After the template code loaded into the editor, I right-clicked on file Program.cs in the Solution Explorer window and renamed the file to the more descriptive NeuralRegressionProgram.cs. I allowed Visual Studio to automatically rename class Program.
The overall program structure is presented in Listing 1. The demo program has three primary classes. The Program class holds all the control logic. The NeuralNetwork class houses all the neural network functionality. The Utils class houses functionality to load data from file into memory.
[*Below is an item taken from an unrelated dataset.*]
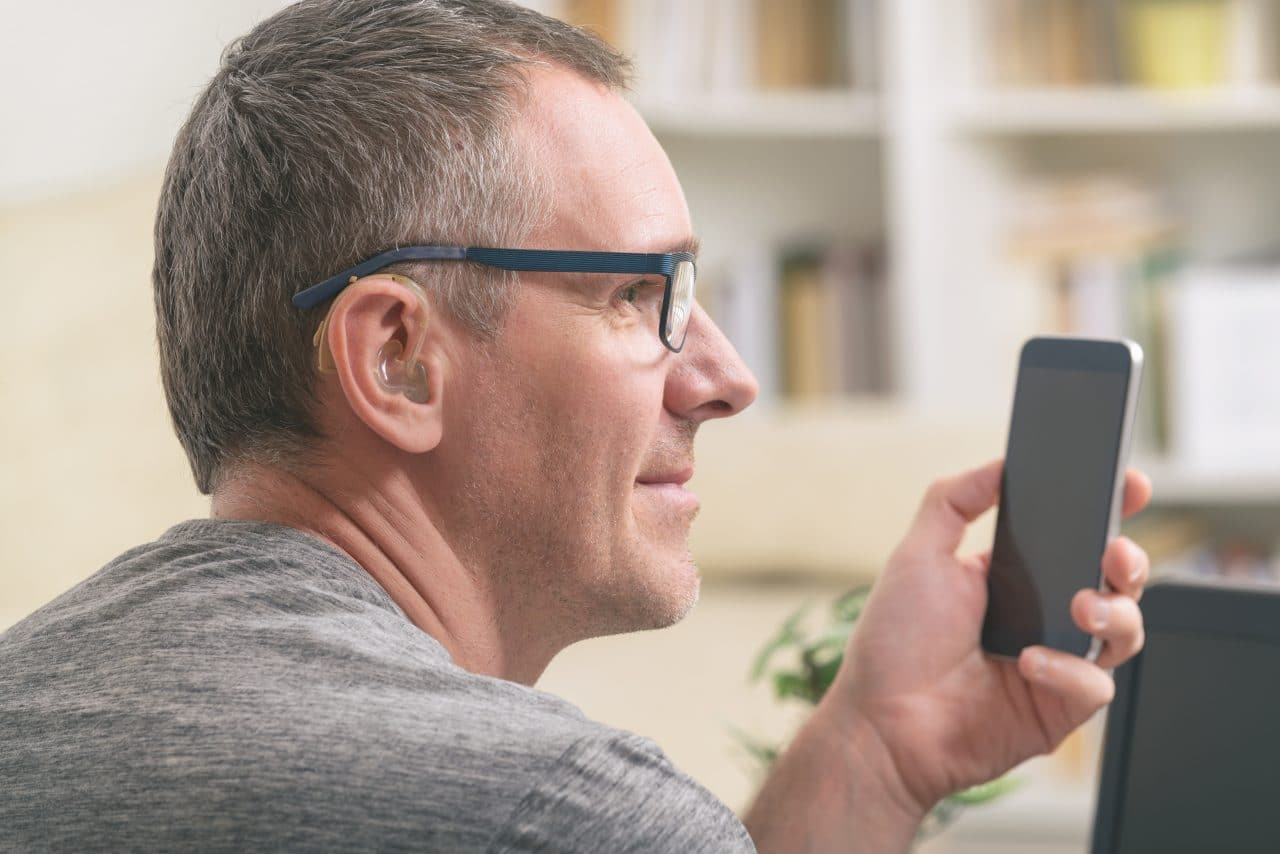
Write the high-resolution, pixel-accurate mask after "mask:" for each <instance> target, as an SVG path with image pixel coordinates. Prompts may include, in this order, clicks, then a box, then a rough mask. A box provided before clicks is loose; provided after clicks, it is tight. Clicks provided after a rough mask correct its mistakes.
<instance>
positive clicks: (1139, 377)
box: [1084, 338, 1146, 661]
mask: <svg viewBox="0 0 1280 854" xmlns="http://www.w3.org/2000/svg"><path fill="white" fill-rule="evenodd" d="M1117 343H1120V344H1123V346H1124V347H1125V350H1128V351H1129V380H1128V388H1126V392H1125V402H1124V421H1123V423H1121V425H1120V446H1119V448H1117V453H1116V479H1115V485H1114V487H1112V489H1111V516H1110V519H1108V520H1107V543H1110V542H1111V540H1114V539H1115V538H1116V536H1117V535H1119V534H1120V521H1121V517H1123V515H1124V485H1125V475H1126V472H1128V470H1129V452H1130V449H1132V447H1133V426H1134V421H1137V420H1138V394H1139V392H1140V391H1142V374H1143V371H1142V367H1143V361H1144V359H1146V357H1144V355H1143V352H1142V346H1140V344H1138V342H1135V341H1132V339H1129V338H1121V339H1119V342H1117ZM1098 590H1101V592H1102V593H1108V592H1110V590H1111V585H1108V584H1107V577H1106V574H1105V572H1102V568H1101V567H1098ZM1100 654H1102V639H1101V638H1093V640H1092V641H1091V643H1089V650H1088V653H1085V656H1084V657H1085V659H1088V661H1097V659H1098V656H1100Z"/></svg>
Listing 1: Overall Program Structure
using System;
using System.IO;
namespace NeuralNetworkRegression
{
internal class NeuralRegressionProgram
{
static void Main(string[] args)
{
Console.WriteLine("Neural network " +
"regression C# ");
Console.WriteLine("Predict income from sex," +
" age, State, political leaning ");
// 1. load data from file into memory
// 2. create neural network
// 3. train neural network
// 3. evaluate neural network accuracy
// 4. use neural network to make a prediction
Console.WriteLine("End demo ");
Console.ReadLine();
} // Main
} // Program
public class NeuralNetwork
{
private int ni; // number input nodes
private int nh;
private int no;
private double[] iNodes;
private double[][] ihWeights; // input-hidden
private double[] hBiases;
private double[] hNodes;
private double[][] hoWeights; // hidden-output
private double[] oBiases;
private double[] oNodes; // single val as array
private Random rnd;
public NeuralNetwork(int numIn, int numHid,
int numOut, int seed) { . . }
private void InitWeights() { . . }
public void SetWeights(double[] wts) { . . }
public double[] GetWeights() { . . }
public double ComputeOutput(double[] x) { . . }
private static double HyperTan(double x) { . . }
private static double Identity(double x) { . . }
public void TrainBatch(double[][] trainX,
double[] trainY, double lrnRate, int batSize,
int maxEpochs) { . . }
private void Shuffle(int[] sequence) { . . }
public double Error(double[][] trainX,
double[] trainY) { . . }
public double Accuracy(double[][] dataX,
double[] dataY, double pctClose) { . . }
} // NeuralNetwork class
public class Utils
{
public static double[][] VecToMat(double[] vec,
int rows, int cols) { . . }
public static double[][] MatCreate(int rows,
int cols) { . . }
static int NumNonCommentLines(string fn,
string comment) { . . }
public static double[][] MatLoad(string fn,
int[] usecols, char sep, string comment) { . . }
public static double[] MatToVec(double[][] m) { . . }
public static void MatShow(double[][] m,
int dec, int wid) { . . }
public static void VecShow(int[] vec, int wid) { . . }
public static void VecShow(double[] vec,
int dec, int wid, bool newLine) { . . }
} // Utils class
} // ns
Creating the Neural Network Regression Model
The Main method begins by loading the 200-item training data from file into memory:
string trainFile =
"..\\..\\..\\Data\\people_train.txt";
// sex, age, State, income, politics
// 0 0.32 1 0 0 0.65400 0 0 1
double[][] trainX = Utils.MatLoad(trainFile,
new int[] { 0, 1, 2, 3, 4, 6, 7, 8 }, ',', "#");
double[] trainY =
Utils.MatToVec(Utils.MatLoad(trainFile,
new int[] { 5 }, ',', "#"));
The code assumes that the data file is in a directory named Data in the root project directory. The MatLoad() arguments instruct the method to load comma-separated columns 0, 1, 2, 3, 4, 6, 7 and 8 as predictors, where lines beginning with "#" are interpreted as comments. The income values in column 5 are loaded into a C# matrix and then converted to an array/vector.